COLLEGE PARK — Cap Burnett’s first year as head coach of his alma mater, North Clayton High School, was a successful one. The Eagles advanced to the state playoffs for the first time since 2011 last season.
At the forefront of that success was a strong senior class, led by All-County selections Christopher Mitchell, Yaya Diaby, James Monroe, Jaiquan Earls, Anthony King and Rayvon Kee. In all, 18 seniors will need to replaced this season.
“The coaches, you know, know the expectations this year. We had more coaches out for spring this year,” Burnett said. “The numbers were bigger. The difference, now, we’re going to be young this year. We graduated 18 seniors and we only had 38 on the team last year, so around 20 coming back. The majority of the guys (this spring) were the 8th graders and upcoming 9th graders and stuff like that.

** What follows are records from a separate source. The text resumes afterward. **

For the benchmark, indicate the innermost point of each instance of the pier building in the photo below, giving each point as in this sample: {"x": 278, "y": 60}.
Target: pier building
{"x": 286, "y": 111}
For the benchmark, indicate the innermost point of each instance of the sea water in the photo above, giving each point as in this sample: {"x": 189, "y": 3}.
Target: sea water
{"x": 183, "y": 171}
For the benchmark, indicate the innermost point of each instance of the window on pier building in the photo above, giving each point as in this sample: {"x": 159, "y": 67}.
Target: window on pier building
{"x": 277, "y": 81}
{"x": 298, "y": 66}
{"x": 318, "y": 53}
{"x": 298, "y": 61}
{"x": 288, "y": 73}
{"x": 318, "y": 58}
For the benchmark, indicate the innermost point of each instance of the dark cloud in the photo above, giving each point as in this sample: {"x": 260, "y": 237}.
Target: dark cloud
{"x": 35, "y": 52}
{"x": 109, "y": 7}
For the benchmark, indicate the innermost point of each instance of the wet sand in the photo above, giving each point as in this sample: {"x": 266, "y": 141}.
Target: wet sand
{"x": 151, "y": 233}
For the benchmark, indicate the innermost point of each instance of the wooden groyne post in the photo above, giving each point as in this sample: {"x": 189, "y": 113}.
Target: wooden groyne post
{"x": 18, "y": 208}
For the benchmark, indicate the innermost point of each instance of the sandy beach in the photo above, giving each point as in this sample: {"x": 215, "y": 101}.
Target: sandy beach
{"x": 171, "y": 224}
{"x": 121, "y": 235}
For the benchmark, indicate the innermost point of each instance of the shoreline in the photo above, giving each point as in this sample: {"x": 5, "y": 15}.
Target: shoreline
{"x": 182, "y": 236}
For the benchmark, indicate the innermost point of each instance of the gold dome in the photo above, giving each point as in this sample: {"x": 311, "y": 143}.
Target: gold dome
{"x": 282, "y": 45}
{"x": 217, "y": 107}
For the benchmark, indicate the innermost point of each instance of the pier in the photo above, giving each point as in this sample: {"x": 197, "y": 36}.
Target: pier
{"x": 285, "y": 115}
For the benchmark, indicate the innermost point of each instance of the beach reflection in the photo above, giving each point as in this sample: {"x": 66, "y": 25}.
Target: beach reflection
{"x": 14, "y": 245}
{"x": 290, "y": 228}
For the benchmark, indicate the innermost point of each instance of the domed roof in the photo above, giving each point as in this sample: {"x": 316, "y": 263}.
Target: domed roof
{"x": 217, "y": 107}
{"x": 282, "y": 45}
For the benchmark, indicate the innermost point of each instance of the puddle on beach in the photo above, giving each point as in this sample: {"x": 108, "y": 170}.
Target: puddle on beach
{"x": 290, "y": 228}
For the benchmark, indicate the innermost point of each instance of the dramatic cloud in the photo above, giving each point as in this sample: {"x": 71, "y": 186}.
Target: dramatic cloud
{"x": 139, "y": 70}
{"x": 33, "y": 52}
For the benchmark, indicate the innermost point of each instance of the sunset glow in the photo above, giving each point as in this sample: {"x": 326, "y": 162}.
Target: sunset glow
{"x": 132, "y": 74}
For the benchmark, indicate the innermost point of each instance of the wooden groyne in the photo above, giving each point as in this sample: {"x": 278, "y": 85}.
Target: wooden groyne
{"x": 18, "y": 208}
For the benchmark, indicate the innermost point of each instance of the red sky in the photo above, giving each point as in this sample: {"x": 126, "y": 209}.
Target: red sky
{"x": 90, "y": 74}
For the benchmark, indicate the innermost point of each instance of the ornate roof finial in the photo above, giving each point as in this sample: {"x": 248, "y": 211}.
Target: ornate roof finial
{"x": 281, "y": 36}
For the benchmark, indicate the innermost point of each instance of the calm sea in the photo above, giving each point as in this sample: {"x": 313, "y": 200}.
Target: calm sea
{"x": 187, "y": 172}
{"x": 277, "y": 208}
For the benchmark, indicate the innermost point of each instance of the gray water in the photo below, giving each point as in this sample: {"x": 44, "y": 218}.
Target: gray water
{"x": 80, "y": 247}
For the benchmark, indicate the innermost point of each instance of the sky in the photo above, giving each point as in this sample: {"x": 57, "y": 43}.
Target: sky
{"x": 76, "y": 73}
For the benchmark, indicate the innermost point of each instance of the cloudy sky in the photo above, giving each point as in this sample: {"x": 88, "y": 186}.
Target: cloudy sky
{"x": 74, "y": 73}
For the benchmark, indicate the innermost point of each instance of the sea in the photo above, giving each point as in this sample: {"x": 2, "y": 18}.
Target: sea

“But overall, even with us being young, there was a great feel,” he continued. “I felt like the boys, the ones who came back, knew the expectations and continued to build off of some of the things we did last year.”
Last season, North Clayton relied on a stingy defense to remain in games. The Eagles’ offense struggled to score points at times, and with the departures of leading rushers Monroe and Earls, consistency on the offensive end has been a focus for Burnett and his coaching staff during the offseason.
To improve offensively, the Eagles will utilize variations of the Wing-T this season. Burnett said that he and his offensive coaches came to this conclusion after evaluating the personnel on this year’s squad. During spring practice, North Clayton used all 10 days to implement the new scheme, and Burnett said he was pleased with the early results.
“The offensive unit, for them picking up in what, we had 10 days of practice time, the way they came out to practice every day and picked up the offense,” Burnett said regarding what position group pleased him the most this spring. “Of course we’re still learning it because it’s new, but the way they came in and attacked it, it let me know the mentality we had last year, they brought it over into this year.”
Burnett said he’s also seen growth in the program’s off-the-field initiatives, such as character development while working with the Fellowship of Christian Athletes.
“The kids see some of the things, it’s more so to what we’re doing outside of football and the things we’re trying to incorporate building their character and things of that nature,” he said. “A lot of the kids are starting to get drawn to that and they want to be part of that part of it. Football is football wherever you go because it’s a game. It’s a game and that’s exactly what it is.
“But it’s the things you do within a program,” he continued. “When I say rebuilding the program I don’t want to put a damper on anyone that was here before me. It’s just rebuilding the program through me, through myself and how I coach. It’s a new era, not trying to say what was done before me was bad, but I just think the way we’re doing things, the kids will want to be a part of it and a lot of it is outside of football itself.”
Burnett himself admitted to being more comfortable heading into this season. He is no longer running from Rex Middle School to North Clayton for workouts and practices. He is in the building, acting as a PE coach during school hours.
And as year two is beginning, Burnett has a simple goal, which is summed up perfectly by the program’s newest inspirational phrase “BALLIN,” or “Be All In.”
“The biggest thing is to see the kids operate within a program the way they are supposed to — being accountable and reliable,” Burnett said. “That’s our biggest thing going into this second year. I told them at the beginning of the spring, I’m not really looking for guys to come out just to put uniforms and shoulder pads on, I’m looking for guys who I can rely on. I want you to be able to rely on me. If we’re all reliable, we’ll be able to do good things.”